María José Palla. El rigor de un artista en muchos sentidos libre.

En gran parte de la mejor ficción que nos ha llegado de otras épocas, las figuras femeninas trágicas ceden su poder en cuanto se ven arrastradas por el arrebato amoroso. Desde la mitología griega hasta Cleopatra o Ana Karenina, siempre es el amor el que las traiciona, y así, llegado cierto punto, para liberarse de este fatalismo amoroso, lo que se le exige a la heroína no es siempre una gran pasión, sino un firme sentido de la realidad, una curiosa mezcla de independencia y honor, una aceptación de las consecuencias que pone a prueba la valentía. María José Palla parece haber vivido así, no como una figura grandiosa que se abandonó a los estigmas de su tiempo, sino como alguien que enfrentó el tiempo, su cuerpo, la memoria y el arte mismo con una mirada obstinada e inquieta, un compromiso que no se doblegó a los moldes fáciles del reconocimiento o la comodidad.
Fotógrafa, investigadora y especialista en Lenguas y Literatura, Historia y Artes, Maria José Palla, profesora jubilada de la Universidad Nova de Lisboa, falleció tres días antes de cumplir 82 años. Nos deja un extenso legado, una obra que nunca se limitó a ser esto o aquello. Vivió en constante tensión, en la intersección de sus profesiones y pasiones, entre el rigor académico de la Sorbona y la urgencia radical de la imagen. En su fotografía, como en su escritura, todo era menos una afirmación y más un gesto de resistencia: contra la transparencia superficial, contra el retrato consumible, contra el recuerdo que solo halaga y anestesia.
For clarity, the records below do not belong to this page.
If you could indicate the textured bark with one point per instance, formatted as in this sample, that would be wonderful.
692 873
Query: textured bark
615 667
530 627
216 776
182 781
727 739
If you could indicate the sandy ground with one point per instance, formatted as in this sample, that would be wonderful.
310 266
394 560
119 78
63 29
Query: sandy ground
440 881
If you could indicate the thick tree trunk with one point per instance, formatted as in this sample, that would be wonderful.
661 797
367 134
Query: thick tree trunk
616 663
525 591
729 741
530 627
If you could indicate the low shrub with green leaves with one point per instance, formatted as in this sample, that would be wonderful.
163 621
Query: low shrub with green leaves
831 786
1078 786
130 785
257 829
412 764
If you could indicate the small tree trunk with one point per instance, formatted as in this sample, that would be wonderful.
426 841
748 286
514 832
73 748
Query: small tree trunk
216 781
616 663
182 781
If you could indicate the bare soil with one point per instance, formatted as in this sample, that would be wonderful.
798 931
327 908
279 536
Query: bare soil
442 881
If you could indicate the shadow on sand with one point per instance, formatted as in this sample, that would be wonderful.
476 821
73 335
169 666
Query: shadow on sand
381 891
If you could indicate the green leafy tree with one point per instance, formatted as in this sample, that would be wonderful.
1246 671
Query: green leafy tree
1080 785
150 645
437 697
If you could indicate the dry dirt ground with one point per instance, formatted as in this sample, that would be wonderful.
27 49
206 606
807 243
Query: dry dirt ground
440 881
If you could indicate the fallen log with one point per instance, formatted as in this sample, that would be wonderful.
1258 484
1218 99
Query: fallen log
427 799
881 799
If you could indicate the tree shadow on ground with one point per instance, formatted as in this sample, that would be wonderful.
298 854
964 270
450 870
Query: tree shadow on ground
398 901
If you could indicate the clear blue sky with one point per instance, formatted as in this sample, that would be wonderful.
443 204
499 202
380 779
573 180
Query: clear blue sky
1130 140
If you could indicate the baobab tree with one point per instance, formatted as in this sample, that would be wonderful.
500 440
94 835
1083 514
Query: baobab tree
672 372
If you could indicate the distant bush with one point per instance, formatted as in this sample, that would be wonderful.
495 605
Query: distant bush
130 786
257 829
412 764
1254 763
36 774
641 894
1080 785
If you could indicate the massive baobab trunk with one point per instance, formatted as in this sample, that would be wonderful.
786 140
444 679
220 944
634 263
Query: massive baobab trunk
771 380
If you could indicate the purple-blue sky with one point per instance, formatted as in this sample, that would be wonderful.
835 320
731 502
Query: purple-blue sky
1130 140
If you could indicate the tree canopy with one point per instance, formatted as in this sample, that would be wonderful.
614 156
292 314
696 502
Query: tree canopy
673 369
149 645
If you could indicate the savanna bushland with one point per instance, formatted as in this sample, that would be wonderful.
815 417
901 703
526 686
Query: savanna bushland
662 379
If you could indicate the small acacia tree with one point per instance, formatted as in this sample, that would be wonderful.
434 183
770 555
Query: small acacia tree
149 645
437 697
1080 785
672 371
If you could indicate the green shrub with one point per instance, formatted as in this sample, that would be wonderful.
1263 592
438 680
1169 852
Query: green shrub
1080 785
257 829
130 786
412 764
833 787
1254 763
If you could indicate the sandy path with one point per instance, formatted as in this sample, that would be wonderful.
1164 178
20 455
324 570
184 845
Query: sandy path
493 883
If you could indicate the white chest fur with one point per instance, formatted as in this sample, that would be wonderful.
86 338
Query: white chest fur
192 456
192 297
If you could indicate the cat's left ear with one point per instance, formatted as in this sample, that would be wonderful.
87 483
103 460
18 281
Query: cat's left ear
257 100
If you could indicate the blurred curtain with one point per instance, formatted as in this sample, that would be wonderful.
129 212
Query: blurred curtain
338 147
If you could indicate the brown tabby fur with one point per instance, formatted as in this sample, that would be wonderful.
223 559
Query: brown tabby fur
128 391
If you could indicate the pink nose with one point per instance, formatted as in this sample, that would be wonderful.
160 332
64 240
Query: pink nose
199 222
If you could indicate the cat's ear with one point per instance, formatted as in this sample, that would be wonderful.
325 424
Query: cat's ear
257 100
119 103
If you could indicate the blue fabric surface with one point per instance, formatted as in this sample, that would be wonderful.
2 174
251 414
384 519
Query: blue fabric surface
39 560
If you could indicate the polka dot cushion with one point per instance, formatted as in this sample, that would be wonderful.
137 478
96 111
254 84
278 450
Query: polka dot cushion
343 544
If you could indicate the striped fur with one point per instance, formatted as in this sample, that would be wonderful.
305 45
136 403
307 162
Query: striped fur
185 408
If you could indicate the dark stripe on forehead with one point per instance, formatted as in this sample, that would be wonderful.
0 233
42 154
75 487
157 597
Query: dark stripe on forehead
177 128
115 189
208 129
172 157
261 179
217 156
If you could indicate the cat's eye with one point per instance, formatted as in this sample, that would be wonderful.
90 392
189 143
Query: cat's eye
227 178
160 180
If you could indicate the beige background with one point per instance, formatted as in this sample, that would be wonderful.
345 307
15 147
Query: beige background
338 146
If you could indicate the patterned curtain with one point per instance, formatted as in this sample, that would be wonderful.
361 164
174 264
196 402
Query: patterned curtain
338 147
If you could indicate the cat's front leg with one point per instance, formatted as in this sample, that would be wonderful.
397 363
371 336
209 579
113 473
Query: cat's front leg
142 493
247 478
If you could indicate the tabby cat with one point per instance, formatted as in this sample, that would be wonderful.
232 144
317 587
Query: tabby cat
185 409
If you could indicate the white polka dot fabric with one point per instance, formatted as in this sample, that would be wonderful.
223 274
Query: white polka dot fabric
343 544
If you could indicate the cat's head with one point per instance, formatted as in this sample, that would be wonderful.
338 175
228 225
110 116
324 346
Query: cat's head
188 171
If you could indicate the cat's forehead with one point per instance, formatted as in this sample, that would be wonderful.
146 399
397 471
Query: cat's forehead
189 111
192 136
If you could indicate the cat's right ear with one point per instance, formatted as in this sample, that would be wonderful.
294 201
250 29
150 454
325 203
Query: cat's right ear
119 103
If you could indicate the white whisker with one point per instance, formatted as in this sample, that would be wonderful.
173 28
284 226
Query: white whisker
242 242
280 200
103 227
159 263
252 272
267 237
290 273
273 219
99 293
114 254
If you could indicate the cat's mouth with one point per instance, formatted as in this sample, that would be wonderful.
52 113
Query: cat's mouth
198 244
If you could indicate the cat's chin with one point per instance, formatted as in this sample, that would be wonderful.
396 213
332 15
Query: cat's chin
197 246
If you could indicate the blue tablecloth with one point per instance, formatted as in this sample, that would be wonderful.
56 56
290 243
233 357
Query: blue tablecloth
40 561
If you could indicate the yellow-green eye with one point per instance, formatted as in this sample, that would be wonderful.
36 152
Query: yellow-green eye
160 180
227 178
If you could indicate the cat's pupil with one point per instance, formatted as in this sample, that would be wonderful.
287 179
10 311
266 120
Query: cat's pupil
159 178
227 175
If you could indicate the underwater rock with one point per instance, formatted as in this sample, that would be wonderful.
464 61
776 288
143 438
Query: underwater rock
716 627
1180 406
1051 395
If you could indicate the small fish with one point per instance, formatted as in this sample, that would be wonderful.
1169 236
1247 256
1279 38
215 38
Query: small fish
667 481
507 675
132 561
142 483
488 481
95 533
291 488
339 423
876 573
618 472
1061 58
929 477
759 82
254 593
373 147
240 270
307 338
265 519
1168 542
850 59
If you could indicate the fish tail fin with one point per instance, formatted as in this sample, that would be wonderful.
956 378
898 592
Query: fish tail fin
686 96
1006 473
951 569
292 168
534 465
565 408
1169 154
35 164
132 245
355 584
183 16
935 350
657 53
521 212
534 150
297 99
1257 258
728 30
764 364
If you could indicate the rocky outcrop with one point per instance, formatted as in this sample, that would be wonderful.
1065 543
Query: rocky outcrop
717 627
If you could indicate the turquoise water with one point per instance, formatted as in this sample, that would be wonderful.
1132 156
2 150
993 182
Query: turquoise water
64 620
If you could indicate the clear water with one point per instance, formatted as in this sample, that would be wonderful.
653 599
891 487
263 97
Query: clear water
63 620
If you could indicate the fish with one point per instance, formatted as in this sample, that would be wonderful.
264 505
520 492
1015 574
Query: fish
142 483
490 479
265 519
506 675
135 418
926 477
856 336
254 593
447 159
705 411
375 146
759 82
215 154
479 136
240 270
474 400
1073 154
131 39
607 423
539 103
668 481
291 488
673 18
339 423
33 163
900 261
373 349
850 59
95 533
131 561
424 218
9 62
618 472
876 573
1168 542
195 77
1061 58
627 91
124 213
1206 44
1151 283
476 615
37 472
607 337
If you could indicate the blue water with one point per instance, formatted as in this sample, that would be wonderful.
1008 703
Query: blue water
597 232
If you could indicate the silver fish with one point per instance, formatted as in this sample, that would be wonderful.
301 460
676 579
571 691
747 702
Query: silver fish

Hija de padres artistas, el pintor Zulcides Saraiva y el arquitecto, fotógrafo, editor y diseñador Victor Palla, se exilió en París durante la dictadura portuguesa. Allí estudió fotografía y cine con Jean Rouch, historia del arte en la École du Louvre y profundizó en la literatura, en particular en el teatro renacentista, Gil Vicente y la pintura portuguesa de los siglos XVI y XVII. Su mirada no era una mera captura de formas, sino un ejercicio de desvelamiento, de constante inquietud, un método para rasgar el velo de la costumbre y la superficialidad, para alcanzar lo que late bajo el aparente silencio del tiempo. Traductora de Marguerite Duras y Romain Rolland, entre otros, también exploró lo no escrito, lo que se puede leer entre líneas. Su obra fotográfica es un territorio obsesivo e implacable. Hizo de los autorretratos una especie de campo de batalla donde el yo se expone, se diluye y se transforma. Se ha fotografiado compulsivamente desde la década de 1980, no para consagrarse ni presumir, sino para confrontar su cuerpo envejecido, su superficie resistente, su máscara agrietada. Su rostro es una zona de conflicto donde la naturaleza muerta y los seres vivos se mezclan en una danza inquietante, donde la fragilidad y la fuerza se entrelazan sin fácil resolución. No hay concesiones a una mirada complaciente; cada imagen es un corte, una herida abierta.
En su serie sobre su padre, la relación entre la imagen y el lenguaje se convierte en un juego intenso y delicado, entretejido de ironía, ternura y enigma. Víctor, con su pasión por los juegos de palabras, los juegos de palabras y los acertijos en varios idiomas, aparece en las fotografías como un interlocutor ineludible, un personaje que escapa a la lógica del retrato tradicional. A través de este diálogo, María José construye una narrativa a la vez personal y universal, donde la risa se funde con la melancolía y la mirada se convierte en un mecanismo de resistencia contra la desaparición.
Sus proyectos y exposiciones nunca fueron ejercicios pacíficos de nostalgia. «Archivo» y «Autorretrato como naturaleza muerta» son mucho más que títulos; son declaraciones de guerra contra la muerte, contra la inmovilidad de la imagen, contra la ilusión de la identidad estática. La fotografía era, para ella, un campo donde el tiempo se altera, donde el cuerpo se disuelve y se renueva en un movimiento constante, feroz y triste.
Durante décadas, María José Palla enseñó no solo teatro o literatura, sino sobre todo, inquietud y pensamiento crítico. Entre sus traducciones e investigaciones, su trabajo sobre el teatro del siglo XVI y la pintura renacentista nunca perdió el hilo de la búsqueda de lo que queda por decir, de lo que se resiste al olvido y la simplificación. La muerte no borra este deseo feroz de pensar, de mirar, de resistir. En cada fotografía, en cada libro, en cada traducción, persiste el rigor de su libertad.